The designs were make-do, however, and the production by Jo Davies within them was only workaday. Clive Bayley is a singer I have long admired and liked; but he did not have the vocal stature for Philip II. Alastair Miles is also a fine artist of long standing; but just as he lacked the quality and character for the goldsmith Pogner in Glyndebourne’s disappointing Meistersinger revival, so equally he was unable to terrify with his voice as the Grand Inquisitor. Stefano Secco was a properly equipped Italian tenor in the title role – but he was at no point able to act the role convincingly. Ruxandra Donose as the tricky immoral Princess Eboli made a good meal of her great final aria, ‘O don fatale’; but Virginia Tola’s upper register as Elisabeth de Valois was consistently disappointing. The only real excitement for me in the whole performance was the heroic and fascinating Posa of David Stout, a total newcomer. Here was an astonishingly promising vocal performance: a potential top star in the making. He is still unformed in various ways, but absolutely on the right track – and much more secure than Neal Cooper’s squeezed and too assertive unlyrical Tannhäuser.
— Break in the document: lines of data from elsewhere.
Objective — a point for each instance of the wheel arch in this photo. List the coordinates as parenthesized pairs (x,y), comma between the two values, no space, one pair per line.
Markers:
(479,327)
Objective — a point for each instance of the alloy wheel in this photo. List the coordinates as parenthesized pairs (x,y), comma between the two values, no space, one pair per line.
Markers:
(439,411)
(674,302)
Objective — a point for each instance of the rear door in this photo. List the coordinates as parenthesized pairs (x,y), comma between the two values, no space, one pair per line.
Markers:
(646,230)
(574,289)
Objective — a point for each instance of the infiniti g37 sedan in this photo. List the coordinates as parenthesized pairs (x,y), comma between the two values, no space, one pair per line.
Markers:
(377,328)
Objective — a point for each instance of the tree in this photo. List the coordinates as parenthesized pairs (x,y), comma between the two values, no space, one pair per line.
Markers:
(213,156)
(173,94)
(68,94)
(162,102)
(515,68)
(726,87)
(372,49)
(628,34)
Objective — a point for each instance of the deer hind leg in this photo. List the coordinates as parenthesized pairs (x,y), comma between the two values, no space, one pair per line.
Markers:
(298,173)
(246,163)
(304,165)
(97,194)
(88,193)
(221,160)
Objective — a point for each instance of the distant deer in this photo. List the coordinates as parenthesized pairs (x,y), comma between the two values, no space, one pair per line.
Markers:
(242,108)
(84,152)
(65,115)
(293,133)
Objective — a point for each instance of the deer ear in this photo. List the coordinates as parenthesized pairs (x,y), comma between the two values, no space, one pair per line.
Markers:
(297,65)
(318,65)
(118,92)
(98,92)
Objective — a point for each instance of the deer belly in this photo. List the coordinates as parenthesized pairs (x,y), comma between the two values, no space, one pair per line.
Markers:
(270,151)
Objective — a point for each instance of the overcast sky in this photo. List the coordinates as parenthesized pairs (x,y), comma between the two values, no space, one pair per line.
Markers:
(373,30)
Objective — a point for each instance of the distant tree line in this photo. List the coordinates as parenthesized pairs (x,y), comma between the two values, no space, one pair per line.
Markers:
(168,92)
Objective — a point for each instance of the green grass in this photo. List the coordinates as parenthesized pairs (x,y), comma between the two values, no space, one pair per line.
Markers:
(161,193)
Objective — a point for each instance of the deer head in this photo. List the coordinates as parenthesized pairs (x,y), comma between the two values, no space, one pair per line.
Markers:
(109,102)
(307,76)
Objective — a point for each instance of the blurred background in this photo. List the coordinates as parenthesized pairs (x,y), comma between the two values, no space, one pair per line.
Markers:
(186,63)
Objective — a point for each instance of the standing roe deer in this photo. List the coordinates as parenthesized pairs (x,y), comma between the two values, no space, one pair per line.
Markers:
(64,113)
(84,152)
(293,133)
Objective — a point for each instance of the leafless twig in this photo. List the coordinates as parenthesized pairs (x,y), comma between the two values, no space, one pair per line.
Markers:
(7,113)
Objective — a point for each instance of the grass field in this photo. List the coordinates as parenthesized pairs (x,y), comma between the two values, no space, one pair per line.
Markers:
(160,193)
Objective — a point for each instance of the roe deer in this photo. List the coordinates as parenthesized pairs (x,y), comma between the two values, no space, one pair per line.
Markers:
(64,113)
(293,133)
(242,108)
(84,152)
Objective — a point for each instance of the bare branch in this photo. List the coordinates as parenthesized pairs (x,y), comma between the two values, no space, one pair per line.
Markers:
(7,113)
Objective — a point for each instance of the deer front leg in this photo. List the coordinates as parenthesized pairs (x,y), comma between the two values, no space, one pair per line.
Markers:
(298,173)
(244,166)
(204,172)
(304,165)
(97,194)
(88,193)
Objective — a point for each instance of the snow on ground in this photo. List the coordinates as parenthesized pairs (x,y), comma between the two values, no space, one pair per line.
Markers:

Of course I love the work so much that I was content to enjoy it, even in such an unfulfilling account in most areas. But the prices paid by the punters at these two summer operas are considerable – getting on for the level of Covent Garden and Glyndebourne – and that ought to ensure casting of real quality. It does not, it seems – and Wasfi Kani’s artistic choices at Grange Park are no longer as interesting or adventurous as they used to be. Before Don Carlo we had a repeat of a speech that she loves to make, expressing her endless enthusiasm for the extremely rich on whose gifts and donations her new Theatre in the Woods at West Horsley Place in Surrey will of course depend. Such ventures could not depend on widows’ mites. But now that some CEOs are paid 2000 times more than the least well-off of those they employ in their concerns, and that earnings of many millions are almost routine for some, it is time to question whether yet another little dose of culture for the exceedingly rich is a really worthwhile objective. If only Wasfi Kani had wanted to make opera in a big city with many cheap seats for the poor as well as enough for the rich, like Victorian theatre used to be, it would have meant something important.